The Lower Saxony Data Protection Act (LSDPA) supplements Art. 6 para. 1 lit. e in § 3 LSDPA. According to this, the processing of personal data is permissible insofar as it is necessary for the fulfilment of a task that lies within the competence of the person responsible.

Which tasks of public interest are now within the competence of the members and staff of the University of Oldenburg for fulfilment is stated in particular in the Lower Saxony Higher Education Act (NHG).

Therefore, if processing is to be based on the legal basis of Art. 6(1)(e) GDPR, Section 3 LSDPA and the respective special provision from the NHG or another law must also be cited in the data protection or consent declaration. This is the only way to provide the data subject with sufficient and specific information.

Thus, Section 13 LSDPA, which is applicable via Art. 6 para. 1 lit. e / Art. 9 para. 2 lit. j GDPR i.V.m. § Section 3 LSDPA, provides for data processing for a specific scientific or historical research project.
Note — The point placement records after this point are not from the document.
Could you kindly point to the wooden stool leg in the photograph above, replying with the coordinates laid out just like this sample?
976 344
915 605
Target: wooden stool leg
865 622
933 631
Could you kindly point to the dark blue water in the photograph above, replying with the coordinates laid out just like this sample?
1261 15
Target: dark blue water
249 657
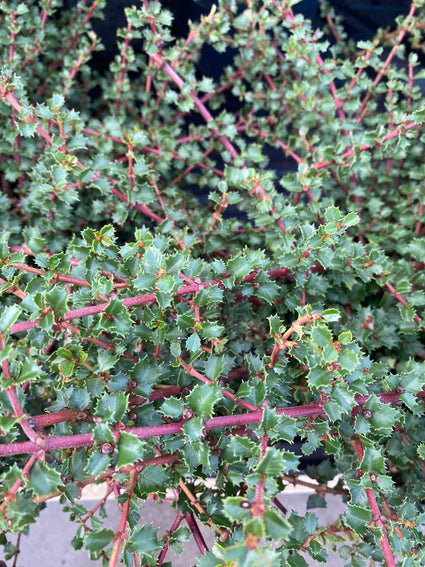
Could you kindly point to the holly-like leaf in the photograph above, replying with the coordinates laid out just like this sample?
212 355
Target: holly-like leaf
321 335
57 299
143 541
96 540
8 317
202 399
44 479
130 449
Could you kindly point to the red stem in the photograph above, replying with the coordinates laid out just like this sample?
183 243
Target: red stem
175 525
196 532
84 439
If special categories of personal data are collected, the path must go via Art. 9 DSGVO. The chain of norms would then be either:

  • Art. 6 para. 1 lit. e GDPR in conjunction with. §§ 3 p. 1 no. 1, 13 LSDPA or
  • Art. 9 para. 2 lit. j GDPR in conjunction with. §§ 3 p. 1 no. 1, 13 LSDPA

A legal basis for processing personal data is also required if the data is pseudonymised. Only in the case of anonymised data (can also be achieved, for example, through sufficient aggregation ) do the strict provisions of the GDPR no longer apply.